Gegen Ende der dritten Woche des Asien-Aufenthalts sollte es Fussball- sowie Ländertechnisch so richtig losgehen. Den Auftakt machte mal wieder ein Ligaspiel in Hong Kong, welches zugleich das erste Flutlichtspiel im kleinen Land markierte.

Somit gings an einem sonnigen Freitagnachmittag in Richtung Osten, genauer gesagt nach Tseung Kwan O. Im nach dem Stadtteil benannten Stadion ist seit dieser Spielzeit der Lee Man FC beheimatet, welchen man schon eine Woche zuvor beim Auswärtsspiel in Yuen Long sehen durfte. Gegner des Tages war der Eastern Sports Club, seines Zeichens Vizemeister der abgelaufenen Saison, in dieser Saison nach schwachem Start mit null Punkten aus den ersten beiden Spielen aber Letzter.

Von unserer Bleibe aus bedeutete die Reise in den Osten der Stadt im wahrsten Sinne des Wortes eine Durchquerung des halben Landes.
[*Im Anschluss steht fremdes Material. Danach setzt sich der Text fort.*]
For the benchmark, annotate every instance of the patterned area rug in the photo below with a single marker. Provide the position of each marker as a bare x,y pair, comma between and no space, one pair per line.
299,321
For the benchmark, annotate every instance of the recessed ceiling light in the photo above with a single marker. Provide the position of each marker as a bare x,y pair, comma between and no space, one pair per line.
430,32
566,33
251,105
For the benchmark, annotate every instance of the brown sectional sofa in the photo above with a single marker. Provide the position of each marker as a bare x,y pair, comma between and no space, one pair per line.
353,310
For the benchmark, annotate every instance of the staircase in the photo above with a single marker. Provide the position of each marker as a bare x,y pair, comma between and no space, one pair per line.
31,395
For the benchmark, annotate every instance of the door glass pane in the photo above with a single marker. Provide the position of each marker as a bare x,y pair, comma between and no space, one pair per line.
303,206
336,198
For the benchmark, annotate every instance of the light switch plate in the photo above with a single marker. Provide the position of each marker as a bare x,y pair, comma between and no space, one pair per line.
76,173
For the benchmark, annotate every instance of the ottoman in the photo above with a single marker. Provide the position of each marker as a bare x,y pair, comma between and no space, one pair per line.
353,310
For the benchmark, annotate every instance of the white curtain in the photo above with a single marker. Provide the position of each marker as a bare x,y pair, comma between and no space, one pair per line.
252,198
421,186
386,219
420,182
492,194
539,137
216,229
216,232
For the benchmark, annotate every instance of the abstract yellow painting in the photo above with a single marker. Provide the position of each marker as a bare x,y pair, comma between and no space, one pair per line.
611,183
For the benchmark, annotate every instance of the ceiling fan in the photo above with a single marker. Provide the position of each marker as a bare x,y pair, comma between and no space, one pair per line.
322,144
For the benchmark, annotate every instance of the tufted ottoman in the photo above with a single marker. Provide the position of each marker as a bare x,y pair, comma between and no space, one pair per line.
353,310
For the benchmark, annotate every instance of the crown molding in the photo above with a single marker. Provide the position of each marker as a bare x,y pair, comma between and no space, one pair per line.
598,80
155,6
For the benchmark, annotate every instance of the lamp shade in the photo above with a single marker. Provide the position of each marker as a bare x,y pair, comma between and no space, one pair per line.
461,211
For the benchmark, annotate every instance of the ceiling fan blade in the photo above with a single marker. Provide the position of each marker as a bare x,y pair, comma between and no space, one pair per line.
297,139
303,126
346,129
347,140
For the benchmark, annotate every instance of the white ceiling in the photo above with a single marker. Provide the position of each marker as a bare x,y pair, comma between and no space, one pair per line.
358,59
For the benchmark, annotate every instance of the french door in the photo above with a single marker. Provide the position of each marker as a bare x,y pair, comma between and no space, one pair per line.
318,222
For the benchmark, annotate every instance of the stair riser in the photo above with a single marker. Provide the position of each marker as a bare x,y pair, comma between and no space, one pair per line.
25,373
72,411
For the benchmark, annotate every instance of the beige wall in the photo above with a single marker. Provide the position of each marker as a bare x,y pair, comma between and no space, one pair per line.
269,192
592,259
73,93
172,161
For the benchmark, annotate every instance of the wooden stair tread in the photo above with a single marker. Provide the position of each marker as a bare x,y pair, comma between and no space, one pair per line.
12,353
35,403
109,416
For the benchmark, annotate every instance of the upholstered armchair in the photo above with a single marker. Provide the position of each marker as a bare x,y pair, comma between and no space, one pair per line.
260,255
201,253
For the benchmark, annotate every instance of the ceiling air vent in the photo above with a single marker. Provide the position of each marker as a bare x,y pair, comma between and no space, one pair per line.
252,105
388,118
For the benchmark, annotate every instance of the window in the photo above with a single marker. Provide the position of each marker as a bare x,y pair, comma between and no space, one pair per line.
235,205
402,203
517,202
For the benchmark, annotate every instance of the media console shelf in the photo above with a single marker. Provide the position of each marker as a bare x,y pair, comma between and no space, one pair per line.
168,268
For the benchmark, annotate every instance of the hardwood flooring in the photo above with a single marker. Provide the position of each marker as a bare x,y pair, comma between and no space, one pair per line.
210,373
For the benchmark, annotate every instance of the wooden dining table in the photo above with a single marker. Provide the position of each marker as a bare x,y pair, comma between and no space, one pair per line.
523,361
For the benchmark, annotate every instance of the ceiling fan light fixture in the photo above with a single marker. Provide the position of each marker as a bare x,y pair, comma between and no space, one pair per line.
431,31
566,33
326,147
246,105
Dank der gut ausgebauten Metro sollte dies allerdings kein Problem darstellen, doch die dafür benötigte Zeit musste auch erstmal eingeschätzt werden. Letztendlich erreichte man Tseung Kwan O viel früher als erwartet, was noch ein wenig Zeit für den Besuch der nahegelegenen Mall übrig ließ.

Das Einkaufszentrum, was auf den seltsamen Namen „Popcorn“ getauft wurde, bot uns ebenfalls die Möglichkeit, ein paar Getränke sowie etwas zu beißen für das Spiel zu besorgen. Mit ein paar Happen in der Hand wurde der restliche Weg zu Fuß zurückgelegt. Glücklicherweise zeigten Hinweisschilder innerhalb der Mall zum richtigen Ausgang, der direkt zum Stadion führt. Ansonsten hätte man sich wohl in den Labyrinth-ähnlichen Gängen schonungslos verlaufen.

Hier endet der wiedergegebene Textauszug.